When picking socially acceptable coping mechanisms to try out keep in mind the coping mechanisms your dog chooses on his own. Sniffing dogs will love the cookie search, barking dogs will often like chewing, and chronic visitors/greeters do best with doing stuff or stationing. Try out several.
The Big Questions
We ask our dogs to do agility; a totally unnatural thing that by some miracle of human-dog connection many of them enjoy. But in recognizing the adrenaline dump the game (and its environment) provides, we must always ask these three questions:
Have I given my dog a choice?
Be certain that your dog is choosing to play this game. When you get him out of the car, does he head over to the field to walk, or does he want to go to the building? Are you dragging him into the ring, or is it the other way around? At home or in class, do you have to beg or otherwise convince your dog to play agility? Dogs have very few actual choices in their lives. Be honest with yourself and ask, would he choose to do agility with me if given the chance to discuss his options?

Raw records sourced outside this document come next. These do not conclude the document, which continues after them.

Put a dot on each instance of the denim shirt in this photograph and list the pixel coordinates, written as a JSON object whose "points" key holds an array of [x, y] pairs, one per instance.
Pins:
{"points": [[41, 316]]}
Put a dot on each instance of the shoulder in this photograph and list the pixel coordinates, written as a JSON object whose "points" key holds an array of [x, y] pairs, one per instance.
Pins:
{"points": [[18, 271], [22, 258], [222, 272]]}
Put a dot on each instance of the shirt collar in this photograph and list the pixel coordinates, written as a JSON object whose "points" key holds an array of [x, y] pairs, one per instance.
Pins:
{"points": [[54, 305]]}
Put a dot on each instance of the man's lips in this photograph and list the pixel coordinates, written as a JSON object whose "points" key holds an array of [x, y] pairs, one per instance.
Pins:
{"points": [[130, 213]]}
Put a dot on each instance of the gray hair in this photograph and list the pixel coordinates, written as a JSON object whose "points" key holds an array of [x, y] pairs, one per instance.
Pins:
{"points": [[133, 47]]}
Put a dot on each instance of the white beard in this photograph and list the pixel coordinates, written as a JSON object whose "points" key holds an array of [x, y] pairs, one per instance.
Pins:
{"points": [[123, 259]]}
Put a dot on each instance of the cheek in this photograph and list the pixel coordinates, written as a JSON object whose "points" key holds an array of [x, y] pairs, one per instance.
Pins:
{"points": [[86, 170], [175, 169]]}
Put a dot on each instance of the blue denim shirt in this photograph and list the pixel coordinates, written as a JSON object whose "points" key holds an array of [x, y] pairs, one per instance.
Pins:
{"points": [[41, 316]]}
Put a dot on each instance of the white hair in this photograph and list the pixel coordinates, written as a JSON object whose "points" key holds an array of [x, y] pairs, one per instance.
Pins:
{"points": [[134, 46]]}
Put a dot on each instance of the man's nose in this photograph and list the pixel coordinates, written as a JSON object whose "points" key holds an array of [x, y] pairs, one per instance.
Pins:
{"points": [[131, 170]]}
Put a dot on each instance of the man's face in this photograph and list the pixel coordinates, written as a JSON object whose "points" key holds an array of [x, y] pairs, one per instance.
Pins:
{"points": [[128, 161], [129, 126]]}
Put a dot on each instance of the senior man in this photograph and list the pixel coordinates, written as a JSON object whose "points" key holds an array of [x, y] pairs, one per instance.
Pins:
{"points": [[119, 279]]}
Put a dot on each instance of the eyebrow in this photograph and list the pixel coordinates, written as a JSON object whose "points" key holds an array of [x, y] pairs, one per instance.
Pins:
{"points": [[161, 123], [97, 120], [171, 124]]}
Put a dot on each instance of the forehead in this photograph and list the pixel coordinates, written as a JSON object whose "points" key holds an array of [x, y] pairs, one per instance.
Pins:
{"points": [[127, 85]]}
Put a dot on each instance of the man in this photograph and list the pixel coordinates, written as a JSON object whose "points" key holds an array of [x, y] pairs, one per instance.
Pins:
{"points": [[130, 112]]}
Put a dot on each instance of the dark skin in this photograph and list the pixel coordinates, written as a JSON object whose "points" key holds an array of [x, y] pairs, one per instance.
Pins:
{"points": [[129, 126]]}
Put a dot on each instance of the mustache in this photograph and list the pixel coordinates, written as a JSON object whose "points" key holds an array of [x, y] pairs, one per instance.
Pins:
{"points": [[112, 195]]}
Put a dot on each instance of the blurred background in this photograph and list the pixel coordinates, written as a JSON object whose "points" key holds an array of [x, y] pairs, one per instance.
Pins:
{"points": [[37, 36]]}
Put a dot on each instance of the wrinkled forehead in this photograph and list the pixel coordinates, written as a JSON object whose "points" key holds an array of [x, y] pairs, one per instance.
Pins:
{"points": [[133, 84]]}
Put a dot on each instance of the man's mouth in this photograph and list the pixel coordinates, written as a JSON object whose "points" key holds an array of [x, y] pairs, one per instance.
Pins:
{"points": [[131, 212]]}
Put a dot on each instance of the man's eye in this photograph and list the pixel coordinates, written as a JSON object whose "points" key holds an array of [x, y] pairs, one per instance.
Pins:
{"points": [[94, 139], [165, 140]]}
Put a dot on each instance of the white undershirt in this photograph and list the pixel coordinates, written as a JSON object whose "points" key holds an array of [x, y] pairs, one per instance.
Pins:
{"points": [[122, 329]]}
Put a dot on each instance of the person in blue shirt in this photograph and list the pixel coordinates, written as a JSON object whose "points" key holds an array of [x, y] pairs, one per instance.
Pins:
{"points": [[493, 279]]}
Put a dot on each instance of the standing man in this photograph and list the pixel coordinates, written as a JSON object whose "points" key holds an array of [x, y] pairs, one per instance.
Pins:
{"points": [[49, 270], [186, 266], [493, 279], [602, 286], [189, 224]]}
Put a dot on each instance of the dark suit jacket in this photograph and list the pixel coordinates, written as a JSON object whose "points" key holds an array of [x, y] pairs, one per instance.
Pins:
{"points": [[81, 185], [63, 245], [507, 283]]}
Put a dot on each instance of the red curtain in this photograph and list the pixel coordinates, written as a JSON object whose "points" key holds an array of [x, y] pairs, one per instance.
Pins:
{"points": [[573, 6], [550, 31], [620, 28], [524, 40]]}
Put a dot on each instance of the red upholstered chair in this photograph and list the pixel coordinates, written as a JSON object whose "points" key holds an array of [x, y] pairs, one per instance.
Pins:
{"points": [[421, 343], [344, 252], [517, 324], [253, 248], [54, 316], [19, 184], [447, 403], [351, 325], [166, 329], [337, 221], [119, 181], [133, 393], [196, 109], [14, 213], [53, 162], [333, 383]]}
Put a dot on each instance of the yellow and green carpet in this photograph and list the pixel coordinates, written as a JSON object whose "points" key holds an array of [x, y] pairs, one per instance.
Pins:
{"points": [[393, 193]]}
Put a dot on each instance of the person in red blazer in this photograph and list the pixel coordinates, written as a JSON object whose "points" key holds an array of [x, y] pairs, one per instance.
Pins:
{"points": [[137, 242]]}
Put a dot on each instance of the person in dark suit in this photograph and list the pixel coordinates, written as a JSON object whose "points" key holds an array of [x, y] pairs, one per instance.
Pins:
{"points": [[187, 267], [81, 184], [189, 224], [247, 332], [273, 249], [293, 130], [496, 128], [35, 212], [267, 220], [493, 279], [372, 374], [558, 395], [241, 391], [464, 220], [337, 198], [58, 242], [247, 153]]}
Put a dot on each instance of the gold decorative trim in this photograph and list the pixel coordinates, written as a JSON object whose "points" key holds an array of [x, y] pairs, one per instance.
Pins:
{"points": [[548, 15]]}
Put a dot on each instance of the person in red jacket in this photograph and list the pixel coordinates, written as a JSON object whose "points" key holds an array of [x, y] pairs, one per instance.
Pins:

Have I provided my dog the capacity to say no?
In the same vein as the first question, we must be sure we have provided our dogs with the opportunity to say no. I like to start with what I call a “yes button” whenever training my young dogs. This can vary from team to team, but for me and my dogs it looks like this: I give my dog his toy as we head out to the training field. I do not ask him to bring the toy back to me. If he brings it back, we train–I don’t reinforce the return of the toy with more toy play, I reinforce it with work (that then earns the toy again). By definition if the dog finds the work reinforcing he will continue to give me that toy when we get to the field, and if he finds the work not reinforcing, he will stop. Simple as that. For dogs that don’t work with toys, I encourage my clients to ask for a simple nose target or some other behavior that is consistently followed by work in the training context (or the run, in the trial context). Again, by definition, the nose target will fade and cease to occur if the work is not reinforcing to the dog. In this, we provide the dog the capacity to tell us if they find the work enjoyable or not.
Is my dog ok?
Seems simple, but I find that a lot of people are not willing to truly ask this question. Getting real about your dog’s emotional state just might illuminate some uncomfortable truths for you, which is why so many avoid it. Still more competitors ignore certain types of “not ok” when they would never tolerate others. The same handler whose dog is shrieking and shaking with anticipation ringside would never drag a fearful dog to the ring–but neither dog is ok. Your measure of :ok” will be up to you to decide. For me, I ask “can you eat?” If the answer is yes, I ask, “can you play with me?” If the answer is still yes, and the play is high quality (this is why play is so vital; we can really assess comfort by examining the quality of play), I proceed to “can you respond to cues?” If my dog can eat, play, and perform sits, downs, stands, nose targets, and the like, we are ready to go. All of the above must be in place, and I consider this first order of business when teaching our young dogs to cope with the agility environment. Beyond that, connect. Look at your dog’s eyes. Ask yourself, truly, is my dog ok?
Play agility with your dogs; agility dogs are some of the luckiest on earth. Just be careful to take responsibility for the adrenaline that pumps through your dynamic partner’s veins; like most delicious things it is not without consequence.